Warning: Email & Phone Scams at GW

May 15, 2019
GW Information Technology has received reports of both email impersonation and phone scams.  
Email Impersonation: 
There have been reports of members of the GW community receiving email messages impersonating senior staff members, professors, and deans. The messages often come from email addresses resembling GW addresses such as [email protected] or a variation of it. In some cases, the addresses are spoofed and are indistinguishable from legitimate GW addresses. In all cases, the sender sends one sentence that asks if the recipient is available for a favor or assistance. 
If the recipient replies, the sender requests that the recipient purchase gift cards and transmit the numbers or asks for wire transfers or other unusual requests designed to commit financial fraud. The sender often claims that they cannot do it themselves because they are in a meeting and that it is an emergency request. 

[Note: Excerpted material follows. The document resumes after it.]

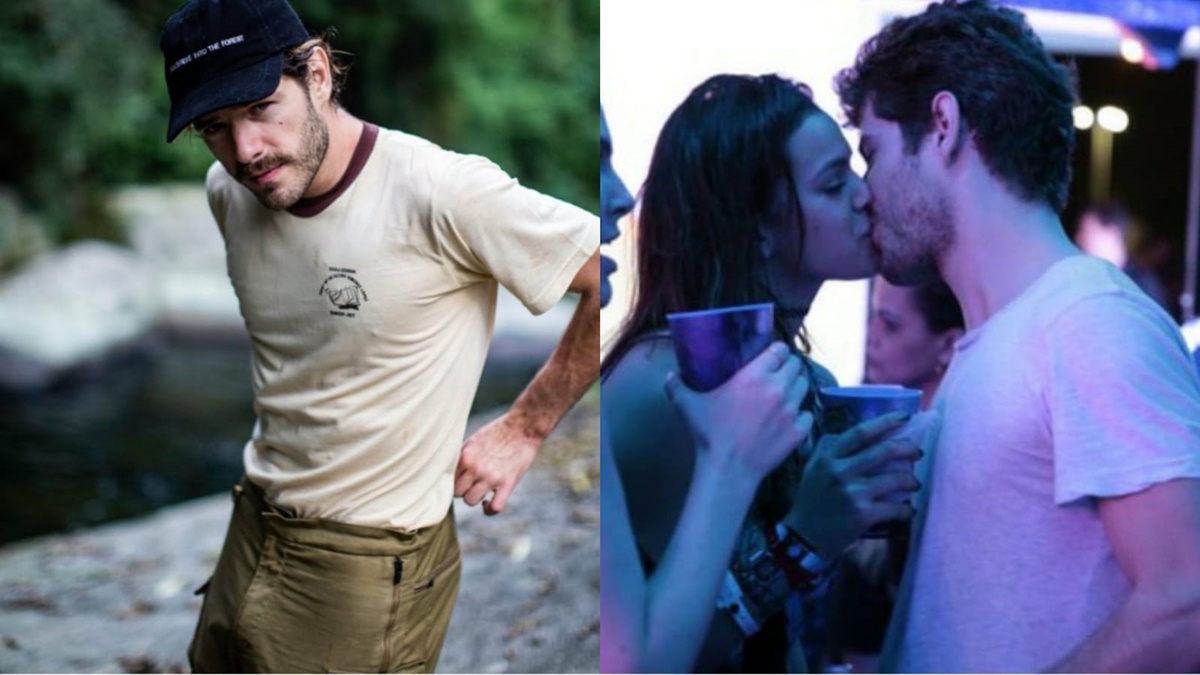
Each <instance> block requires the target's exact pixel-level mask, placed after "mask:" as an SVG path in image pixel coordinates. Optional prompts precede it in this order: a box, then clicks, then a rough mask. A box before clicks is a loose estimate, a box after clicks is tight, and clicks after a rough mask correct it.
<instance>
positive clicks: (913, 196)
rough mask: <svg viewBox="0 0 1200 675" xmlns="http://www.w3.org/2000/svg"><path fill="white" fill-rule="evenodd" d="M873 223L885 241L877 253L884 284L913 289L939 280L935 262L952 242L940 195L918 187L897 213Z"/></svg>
mask: <svg viewBox="0 0 1200 675" xmlns="http://www.w3.org/2000/svg"><path fill="white" fill-rule="evenodd" d="M914 187H916V186H914ZM876 221H877V222H876V227H878V228H881V232H882V233H884V235H886V237H888V238H889V240H888V241H884V243H883V246H882V247H881V249H882V250H881V251H878V253H880V261H878V262H880V273H881V274H882V275H883V277H884V279H887V280H888V282H890V283H894V285H896V286H917V285H922V283H929V282H932V281H937V280H940V279H941V271H940V270H938V267H937V263H938V261H940V259H942V257H943V256H944V255H946V253H947V252H948V251H949V250H950V249H952V247H953V246H954V240H955V233H954V219H953V216H952V215H950V207H949V203H948V202H947V199H946V196H944V195H942V193H932V192H931V191H929V190H922V189H919V187H918V189H916V190H913V191H912V192H910V196H908V197H907V198H906V201H905V202H904V203H902V210H901V211H899V213H893V214H876Z"/></svg>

Impersonation email example:
Sample of email scam
If you receive an email from an address that you think is impersonating a GW staff member, do not respond and report the incident to [email protected].
Phone Scam:
There have also been reports of incoming phone calls where the callers are specifically asking for information about students, staff, and faculty, past and present. The callers always give the person's first and last name, and sometimes the department and title. They often ask if they are contacting George Washington University and what office are they contacting. Many say that they are trying to reach someone and that they were directed to contact that particular office to obtain their information. GW faculty and staff should ignore such requests for information gathering and report any suspicious phone calls to [email protected]
Be wary of messages requesting account verification, confirmation or upgrade, payment or personal information such as your passwords, GWID, Social Security number or credit card information. The university is frequently targeted by malicious actors who will attempt to acquire personal information about you and other members of the university community through email and over the phone. Please be aware that these attempts often seem legitimate. Ask questions, trust your instincts, and if things seem off don’t be afraid to take a message and follow-up later. Attackers will frequently use a sense of urgency to elicit the victim into making a risky decision.